Durante seu mandato, Trump abandonou o acordo nuclear de 2015, considerado por potências europeias um instrumento essencial para conter o programa atômico iraniano. Em seu lugar, adotou a política de “pressão máxima”, baseada em sanções econômicas severas e isolamento diplomático.
O resultado, porém, é alvo de críticas: em vez de conter o Irã, a estratégia teria incentivado Teerã a acelerar o enriquecimento de urânio, aproximando-se ainda mais da capacidade de produzir uma bomba nuclear.
Risco de corrida nuclear no Oriente Médio
A política de confronto já mostrou seu potencial explosivo quando os EUA autorizaram a operação que matou o general iraniano Qasem Soleimani, figura central do aparato militar do país. O episódio elevou o risco de guerra direta entre Washington e Teerã e demonstrou até onde a estratégia de pressão poderia chegar.
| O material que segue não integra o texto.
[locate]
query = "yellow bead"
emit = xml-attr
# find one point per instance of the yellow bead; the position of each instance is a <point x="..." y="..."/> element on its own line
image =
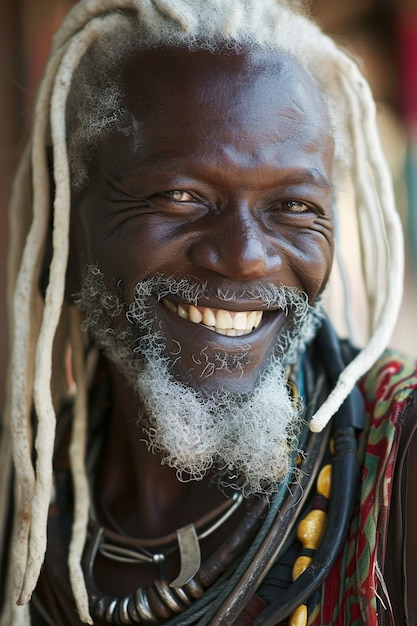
<point x="324" y="481"/>
<point x="299" y="617"/>
<point x="311" y="528"/>
<point x="300" y="566"/>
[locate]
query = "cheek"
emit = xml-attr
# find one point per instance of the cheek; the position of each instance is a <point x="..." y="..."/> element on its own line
<point x="314" y="264"/>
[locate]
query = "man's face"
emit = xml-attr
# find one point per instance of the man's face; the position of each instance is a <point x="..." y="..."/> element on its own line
<point x="225" y="181"/>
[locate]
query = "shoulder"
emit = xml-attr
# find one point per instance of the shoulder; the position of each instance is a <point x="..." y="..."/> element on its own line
<point x="390" y="394"/>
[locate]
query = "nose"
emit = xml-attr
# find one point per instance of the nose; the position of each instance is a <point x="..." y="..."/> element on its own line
<point x="236" y="247"/>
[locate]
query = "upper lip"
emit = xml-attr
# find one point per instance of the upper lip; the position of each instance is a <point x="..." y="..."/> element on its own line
<point x="234" y="306"/>
<point x="225" y="321"/>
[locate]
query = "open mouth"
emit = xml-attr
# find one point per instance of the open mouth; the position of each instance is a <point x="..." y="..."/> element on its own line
<point x="230" y="323"/>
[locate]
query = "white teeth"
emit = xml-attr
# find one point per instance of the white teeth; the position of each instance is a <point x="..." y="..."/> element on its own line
<point x="230" y="323"/>
<point x="209" y="319"/>
<point x="258" y="318"/>
<point x="239" y="321"/>
<point x="194" y="314"/>
<point x="223" y="320"/>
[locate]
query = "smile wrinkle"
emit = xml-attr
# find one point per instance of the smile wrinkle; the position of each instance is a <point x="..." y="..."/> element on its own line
<point x="231" y="323"/>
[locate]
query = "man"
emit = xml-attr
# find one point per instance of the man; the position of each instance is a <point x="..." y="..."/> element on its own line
<point x="197" y="151"/>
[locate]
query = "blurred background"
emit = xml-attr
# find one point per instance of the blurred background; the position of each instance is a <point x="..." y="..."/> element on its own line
<point x="383" y="33"/>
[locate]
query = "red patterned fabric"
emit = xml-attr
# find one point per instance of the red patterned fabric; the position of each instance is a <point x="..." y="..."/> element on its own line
<point x="349" y="595"/>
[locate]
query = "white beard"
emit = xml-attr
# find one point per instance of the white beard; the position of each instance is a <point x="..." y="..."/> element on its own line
<point x="253" y="435"/>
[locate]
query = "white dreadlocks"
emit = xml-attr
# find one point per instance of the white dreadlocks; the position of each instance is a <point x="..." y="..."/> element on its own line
<point x="39" y="332"/>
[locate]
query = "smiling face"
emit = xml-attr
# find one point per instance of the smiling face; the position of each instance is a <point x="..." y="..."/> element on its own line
<point x="225" y="181"/>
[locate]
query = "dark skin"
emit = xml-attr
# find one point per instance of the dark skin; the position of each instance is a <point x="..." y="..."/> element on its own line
<point x="227" y="180"/>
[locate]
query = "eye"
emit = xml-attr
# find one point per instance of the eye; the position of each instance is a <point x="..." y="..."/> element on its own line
<point x="178" y="195"/>
<point x="296" y="206"/>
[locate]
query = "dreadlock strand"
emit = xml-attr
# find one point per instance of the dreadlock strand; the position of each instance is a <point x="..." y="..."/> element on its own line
<point x="77" y="454"/>
<point x="24" y="316"/>
<point x="368" y="211"/>
<point x="389" y="312"/>
<point x="178" y="13"/>
<point x="53" y="302"/>
<point x="83" y="13"/>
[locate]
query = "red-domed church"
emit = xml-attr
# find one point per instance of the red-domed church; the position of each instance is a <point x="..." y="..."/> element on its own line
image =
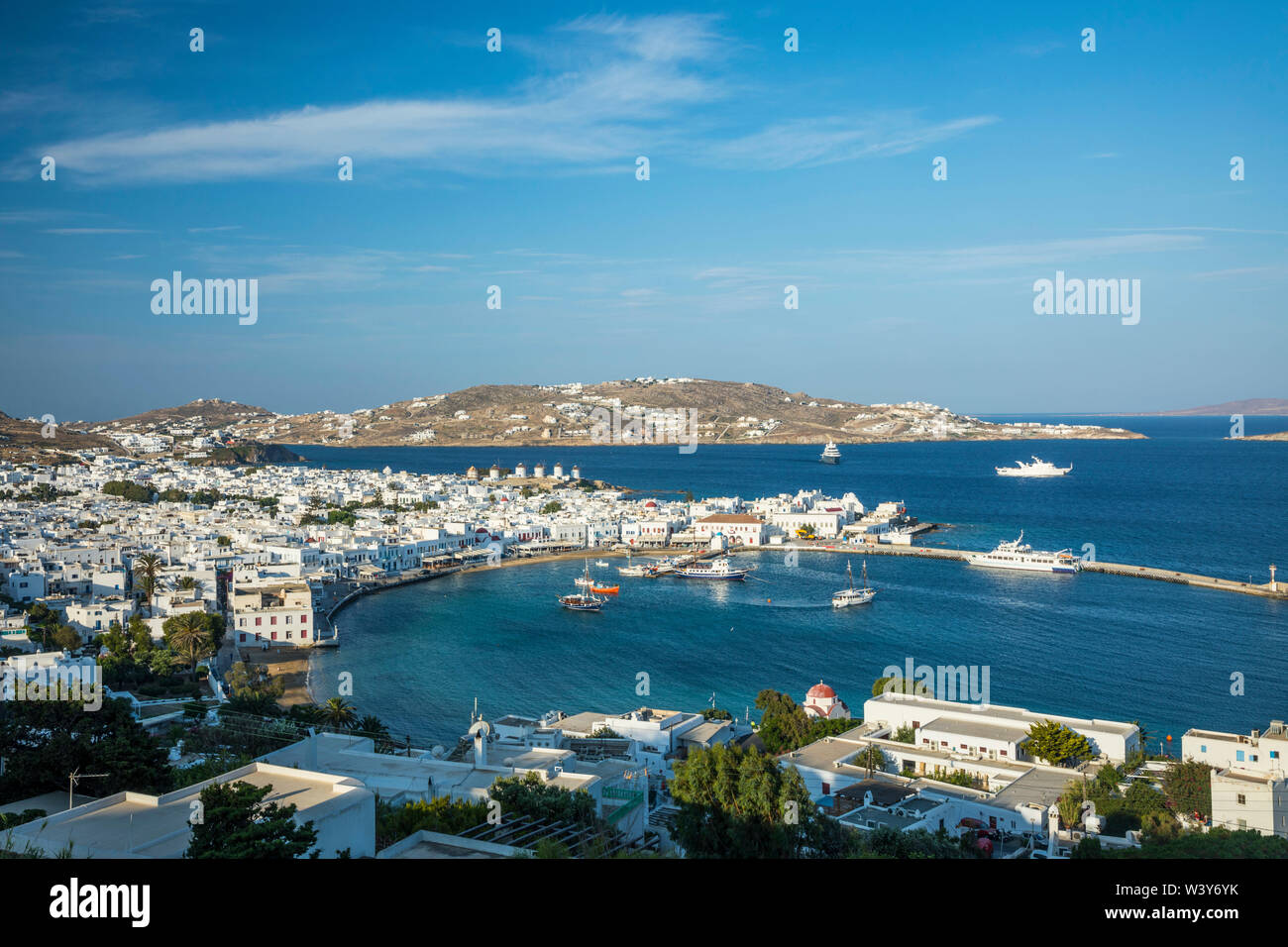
<point x="822" y="702"/>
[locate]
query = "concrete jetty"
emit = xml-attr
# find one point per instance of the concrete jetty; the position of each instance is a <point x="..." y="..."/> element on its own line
<point x="1109" y="569"/>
Caso o Irã obtenha armamento nuclear, especialistas alertam para um efeito dominó. Potências regionais rivais, como Arábia Saudita e Turquia, poderiam buscar suas próprias bombas, transformando o Oriente Médio em uma zona de múltiplos arsenais atômicos.
Paradoxalmente, ameaças militares constantes também podem acelerar exatamente esse cenário, ao convencer Teerã de que apenas uma arma nuclear garantiria sua sobrevivência diante de adversários mais poderosos.
Impacto global e econômico
Uma escalada entre EUA e Irã não ficaria restrita ao Oriente Médio, o país controla pontos estratégicos para o comércio mundial de petróleo, e qualquer conflito poderia provocar disparada nos preços da energia, inflação global e instabilidade nos mercados.
Além disso, confrontos envolvendo grandes potências aumentariam o risco de ataques a rotas marítimas, terrorismo internacional e crises humanitárias.
Retórica eleitoral ou plano real
Embora declarações duras façam parte do discurso político doméstico nos Estados Unidos, especialistas alertam que palavras nesse contexto têm peso estratégico real. Promessas absolutas como impedir a qualquer custo limitam opções diplomáticas futuras e elevam expectativas de ação concreta.
Para críticos, a fala de Trump reforça uma visão simplista de um problema extremamente complexo, em que a força militar pode produzir consequências imprevisíveis e potencialmente catastróficas.